Buraya kadar bir sorun yok. Dünyanın her yerinde kitle partilerinin tabanı düzenin bozulmasına ve bunun ülke aleyhine operasyonel amaçlarla kullanılmasına karşı kimliksel ve milliyetçi bir tepkiyle cevap vermeye yatkındır. Mesele bunun nasıl bir milliyetçilik olduğu… Eğer bu ideolojiye kategorik olarak karşı duranların sayısı zaten az ve toplum milliyetçiliğin zararlı yönleri üzerinde yeterince tartışmamış ise önünüzde tehlikeli bir alan bulunuyor demektir. Dahası kendilerini milliyetçiliğe karşı gibi gösteren (örneğin) solcu aydınlarınız, ilkeleri araçsallaştıran bir tutum sergileyerek, saldırgan bir karşı milliyetçiliğin payandası olmanın peşine düşmüşse, buna tepki olarak yükselecek toplumsal milliyetçiliğin de ‘resmi’ ve militan bir nitelik arz etmesini önlemek kolay olmaz.
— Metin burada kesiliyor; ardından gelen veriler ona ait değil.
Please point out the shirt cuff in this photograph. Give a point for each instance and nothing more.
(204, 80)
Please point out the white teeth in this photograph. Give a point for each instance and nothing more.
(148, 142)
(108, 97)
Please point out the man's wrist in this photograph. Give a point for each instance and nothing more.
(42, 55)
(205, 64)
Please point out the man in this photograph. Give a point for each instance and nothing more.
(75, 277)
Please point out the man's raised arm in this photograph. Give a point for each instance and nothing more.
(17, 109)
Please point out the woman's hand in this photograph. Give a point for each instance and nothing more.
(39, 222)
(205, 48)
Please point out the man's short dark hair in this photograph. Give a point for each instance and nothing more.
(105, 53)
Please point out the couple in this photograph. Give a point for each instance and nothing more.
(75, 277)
Böyle bir ortamda AKP gibi partiler garip bir ikilemle karşı karşıya kalırlar: Bir yandan toplumun hislerine tercüman olan bir kitle partisi olma hasebiyle söz konusu tepkisel milliyetçiliği kuşatmak zorundasınız. Aksi halde milliyetçilikten başka beslenecek yer bulamayan faşizan eğilimli partilerin güçlenmesine neden olabilirsiniz. Ancak diğer yandan da milliyetçiliğe esir düşmemek, ayrışmayı değil kaynaşmayı güçlendirecek bir tutum izlemek durumundasınız. Aksi halde kitle partisi vasfınızı yitirip, ideolojik bir marjinalleşmeye mahkûm kalabilirsiniz.
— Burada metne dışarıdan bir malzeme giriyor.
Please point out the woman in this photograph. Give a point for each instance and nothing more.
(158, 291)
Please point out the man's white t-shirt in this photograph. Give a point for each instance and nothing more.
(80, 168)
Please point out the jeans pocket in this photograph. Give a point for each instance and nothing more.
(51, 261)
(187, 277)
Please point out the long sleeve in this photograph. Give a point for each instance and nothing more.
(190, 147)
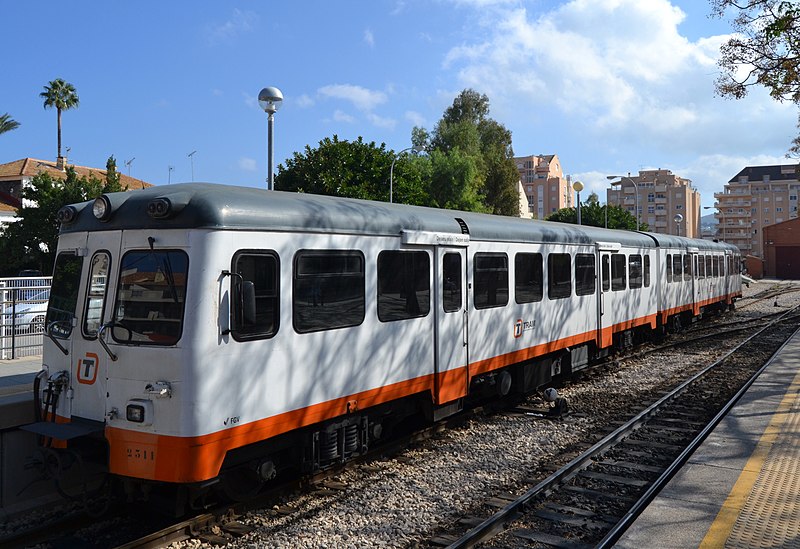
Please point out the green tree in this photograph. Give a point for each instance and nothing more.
(7, 123)
(62, 96)
(354, 169)
(763, 51)
(593, 214)
(30, 242)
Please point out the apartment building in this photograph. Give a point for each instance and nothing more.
(546, 188)
(660, 197)
(756, 197)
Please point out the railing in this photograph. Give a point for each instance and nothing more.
(23, 306)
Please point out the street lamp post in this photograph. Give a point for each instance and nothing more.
(722, 216)
(678, 218)
(578, 187)
(270, 100)
(415, 148)
(635, 190)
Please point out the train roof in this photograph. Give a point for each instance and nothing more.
(211, 206)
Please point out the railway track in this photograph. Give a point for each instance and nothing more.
(590, 501)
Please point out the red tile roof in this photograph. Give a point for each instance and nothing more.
(29, 167)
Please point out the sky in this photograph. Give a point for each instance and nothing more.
(610, 86)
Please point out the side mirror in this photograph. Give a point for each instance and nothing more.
(248, 303)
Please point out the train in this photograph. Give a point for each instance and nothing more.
(202, 335)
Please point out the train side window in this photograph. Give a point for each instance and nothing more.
(584, 274)
(618, 281)
(635, 270)
(63, 302)
(328, 290)
(677, 263)
(404, 285)
(528, 278)
(491, 280)
(96, 294)
(559, 276)
(255, 309)
(451, 282)
(669, 267)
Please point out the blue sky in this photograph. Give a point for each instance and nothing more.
(611, 86)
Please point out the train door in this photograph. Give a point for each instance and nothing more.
(451, 379)
(694, 281)
(605, 316)
(91, 360)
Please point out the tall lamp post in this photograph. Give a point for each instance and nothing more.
(678, 218)
(270, 100)
(635, 191)
(415, 148)
(722, 216)
(578, 187)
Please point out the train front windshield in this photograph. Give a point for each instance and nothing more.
(150, 297)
Aynı anda hem milliyetçi olmak hem de olmamak nasıl mümkün olabilir? Bu ihtimali yaratmak ideolojiyi farklı bir zihniyetin içinde aramanızla bağlantılı… Eski zihniyette tarih ebedi milletlerin savaşı, bir beka mücadelesi olarak görülmekte. ‘Milli’ olan milliyetçilikten üretilerek homojen bir kimliğin mutlak hegemonyası olarak tasavvur edilmekte… Böbürlenen, hamasi ancak sürekli korku ve güvensizlik içinde olan bir milliyetçilik bu… O nedenle korunmak, devletten beslenmek, kimlikler arası hiyerarşi oluşturmak zorunda.
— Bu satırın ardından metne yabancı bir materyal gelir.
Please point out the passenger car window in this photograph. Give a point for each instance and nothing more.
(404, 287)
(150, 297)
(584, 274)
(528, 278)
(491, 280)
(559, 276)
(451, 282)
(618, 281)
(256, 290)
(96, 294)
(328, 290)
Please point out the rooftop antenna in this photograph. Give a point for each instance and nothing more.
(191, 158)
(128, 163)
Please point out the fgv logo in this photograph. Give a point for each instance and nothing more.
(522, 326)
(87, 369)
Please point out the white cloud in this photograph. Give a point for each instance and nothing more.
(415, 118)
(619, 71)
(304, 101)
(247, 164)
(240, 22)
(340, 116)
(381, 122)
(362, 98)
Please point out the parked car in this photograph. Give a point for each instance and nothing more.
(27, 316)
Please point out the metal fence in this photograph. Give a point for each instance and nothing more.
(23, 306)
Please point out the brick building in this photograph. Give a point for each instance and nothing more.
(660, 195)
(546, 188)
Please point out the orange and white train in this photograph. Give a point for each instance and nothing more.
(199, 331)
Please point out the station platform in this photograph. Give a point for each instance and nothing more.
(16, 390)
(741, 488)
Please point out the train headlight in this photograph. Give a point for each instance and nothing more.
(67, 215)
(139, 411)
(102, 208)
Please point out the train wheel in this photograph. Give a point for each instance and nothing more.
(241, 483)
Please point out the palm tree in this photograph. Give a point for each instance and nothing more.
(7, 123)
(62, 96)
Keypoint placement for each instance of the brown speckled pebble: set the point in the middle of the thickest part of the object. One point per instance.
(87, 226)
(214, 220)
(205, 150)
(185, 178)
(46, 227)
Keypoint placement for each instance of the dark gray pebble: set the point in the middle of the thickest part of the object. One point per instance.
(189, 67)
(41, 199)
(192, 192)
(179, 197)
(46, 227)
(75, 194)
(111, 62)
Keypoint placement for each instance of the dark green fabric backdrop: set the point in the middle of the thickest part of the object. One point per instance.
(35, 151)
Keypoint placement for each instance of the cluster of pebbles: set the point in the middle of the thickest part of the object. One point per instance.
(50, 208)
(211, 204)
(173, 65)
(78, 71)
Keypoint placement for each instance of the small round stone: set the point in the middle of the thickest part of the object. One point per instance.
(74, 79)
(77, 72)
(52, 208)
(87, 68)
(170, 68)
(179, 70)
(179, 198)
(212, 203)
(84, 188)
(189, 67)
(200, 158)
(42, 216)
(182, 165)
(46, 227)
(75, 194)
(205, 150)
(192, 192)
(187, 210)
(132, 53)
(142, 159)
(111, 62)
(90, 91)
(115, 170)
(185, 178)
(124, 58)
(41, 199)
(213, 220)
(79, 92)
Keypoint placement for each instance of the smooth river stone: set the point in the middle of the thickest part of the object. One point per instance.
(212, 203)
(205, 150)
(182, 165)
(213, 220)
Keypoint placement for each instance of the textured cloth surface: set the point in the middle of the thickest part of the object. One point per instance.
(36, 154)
Ancak milliyetçiliği demokrat zihniyet içinde de tasavvur etmek mümkün. Var olanın çeşitliliğinden, birlikteliğinden ve paylaşımından sentezlenen bir milliliği, ‘bizler’ ne isek ona ait olanı sahiplenen bir milliyetçilik. Dolayısıyla değişken, tarih karşısında mütevazı ama yaşatma gücü olan bir bakış. Heterojenliği kuşatan, hiyerarşiyi kaldıran, devleti toplumu anlama ve takip etme zorunda bırakan özgüvenli bir sivil birlikteliğin ideolojisi.
AKP bunu yapabilir… Eskinin milliyetçiliğini reddederken yeni milliyetçiliğin taşıyıcısı olabilir.